Optical solitons and stability regions of the higher order nonlinear Schrodinger's equation in an inhomogeneous fiber

This paper concerns with the integrability of variable coefficient fifth order nonlinear Schrodinger's equation describing the dynamics of attosecond pulses in inhomogeneous fibers. Variable coefficients incorporate varying dispersion and nonlinearity which are of physical significance in considering the nonuniform boundaries of fibers as well as the inhomogeneities of the media. The well-known exp(-phi(s))- expansion method is used to retrieve singular and periodic solitons with the aid of symbolic computation. The structures of the obtained solutions are discussed along with their existence criteria. Moreover, the modulation instability analysis is carried out to identify the instability regions. A dispersion relation is extracted between wave number and frequency. The optimal value of the frequency is found for the occurrence of the instability.

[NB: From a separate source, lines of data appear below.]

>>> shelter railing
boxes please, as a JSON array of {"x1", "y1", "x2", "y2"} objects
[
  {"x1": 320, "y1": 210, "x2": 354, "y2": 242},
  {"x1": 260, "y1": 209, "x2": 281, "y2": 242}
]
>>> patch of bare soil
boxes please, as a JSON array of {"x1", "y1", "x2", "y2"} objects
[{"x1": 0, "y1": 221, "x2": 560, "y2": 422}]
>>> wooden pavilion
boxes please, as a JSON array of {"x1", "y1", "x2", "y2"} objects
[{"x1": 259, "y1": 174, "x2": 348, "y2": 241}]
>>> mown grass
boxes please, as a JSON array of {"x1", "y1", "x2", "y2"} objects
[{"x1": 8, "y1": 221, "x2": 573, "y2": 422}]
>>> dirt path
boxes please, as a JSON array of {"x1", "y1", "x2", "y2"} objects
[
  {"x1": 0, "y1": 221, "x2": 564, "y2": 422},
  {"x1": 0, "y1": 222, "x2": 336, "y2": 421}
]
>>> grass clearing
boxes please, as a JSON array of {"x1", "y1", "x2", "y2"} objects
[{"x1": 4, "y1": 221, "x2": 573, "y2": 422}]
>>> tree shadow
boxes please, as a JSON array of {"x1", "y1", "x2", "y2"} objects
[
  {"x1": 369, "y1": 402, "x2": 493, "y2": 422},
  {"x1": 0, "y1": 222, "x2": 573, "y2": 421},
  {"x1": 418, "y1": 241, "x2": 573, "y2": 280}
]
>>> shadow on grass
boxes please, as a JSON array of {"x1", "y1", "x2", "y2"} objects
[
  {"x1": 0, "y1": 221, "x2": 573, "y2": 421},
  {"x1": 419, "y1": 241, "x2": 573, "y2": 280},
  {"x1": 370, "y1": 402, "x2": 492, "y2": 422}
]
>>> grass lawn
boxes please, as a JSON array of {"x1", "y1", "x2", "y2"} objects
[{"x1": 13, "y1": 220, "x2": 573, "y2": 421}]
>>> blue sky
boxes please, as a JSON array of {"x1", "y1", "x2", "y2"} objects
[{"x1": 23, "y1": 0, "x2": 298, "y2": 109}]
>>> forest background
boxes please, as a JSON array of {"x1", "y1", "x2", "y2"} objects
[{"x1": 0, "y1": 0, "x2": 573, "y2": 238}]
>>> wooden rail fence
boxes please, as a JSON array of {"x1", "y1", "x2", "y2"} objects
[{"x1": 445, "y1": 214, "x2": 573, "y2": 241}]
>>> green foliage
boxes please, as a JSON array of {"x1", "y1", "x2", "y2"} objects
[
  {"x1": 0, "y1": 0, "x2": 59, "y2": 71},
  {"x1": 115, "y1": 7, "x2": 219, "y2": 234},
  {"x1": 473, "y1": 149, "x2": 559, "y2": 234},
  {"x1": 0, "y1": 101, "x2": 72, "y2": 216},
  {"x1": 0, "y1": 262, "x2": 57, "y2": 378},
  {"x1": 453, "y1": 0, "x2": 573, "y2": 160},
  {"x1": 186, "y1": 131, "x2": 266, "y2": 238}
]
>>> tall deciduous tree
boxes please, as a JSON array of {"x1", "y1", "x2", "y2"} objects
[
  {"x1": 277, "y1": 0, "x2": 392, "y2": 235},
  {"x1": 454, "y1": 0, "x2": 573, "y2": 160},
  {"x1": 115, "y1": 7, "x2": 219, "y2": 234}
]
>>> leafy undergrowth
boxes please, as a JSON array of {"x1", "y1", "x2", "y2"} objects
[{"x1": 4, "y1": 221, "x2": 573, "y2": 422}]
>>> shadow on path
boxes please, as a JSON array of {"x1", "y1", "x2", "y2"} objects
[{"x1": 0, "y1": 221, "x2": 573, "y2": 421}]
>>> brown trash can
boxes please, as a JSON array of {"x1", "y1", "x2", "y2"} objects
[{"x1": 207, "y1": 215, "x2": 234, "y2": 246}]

A detailed discussion of the results is also given along with graphics.

Automated summary

This paper discusses the integrability of a variable coefficient fifth order nonlinear Schrödinger's equation that describes the dynamics of attosecond pulses in inhomogeneous fibers. The use of variable coefficients allows for the consideration of nonuniform boundaries and media inhomogeneities. The well-known exp(-phi(s)) expansion method is employed to obtain singular and periodic solitons, and their structures and existence criteria are discussed. Modulation instability analysis and dispersion relation extraction are also performed, and comprehensive discussions and graphics are provided.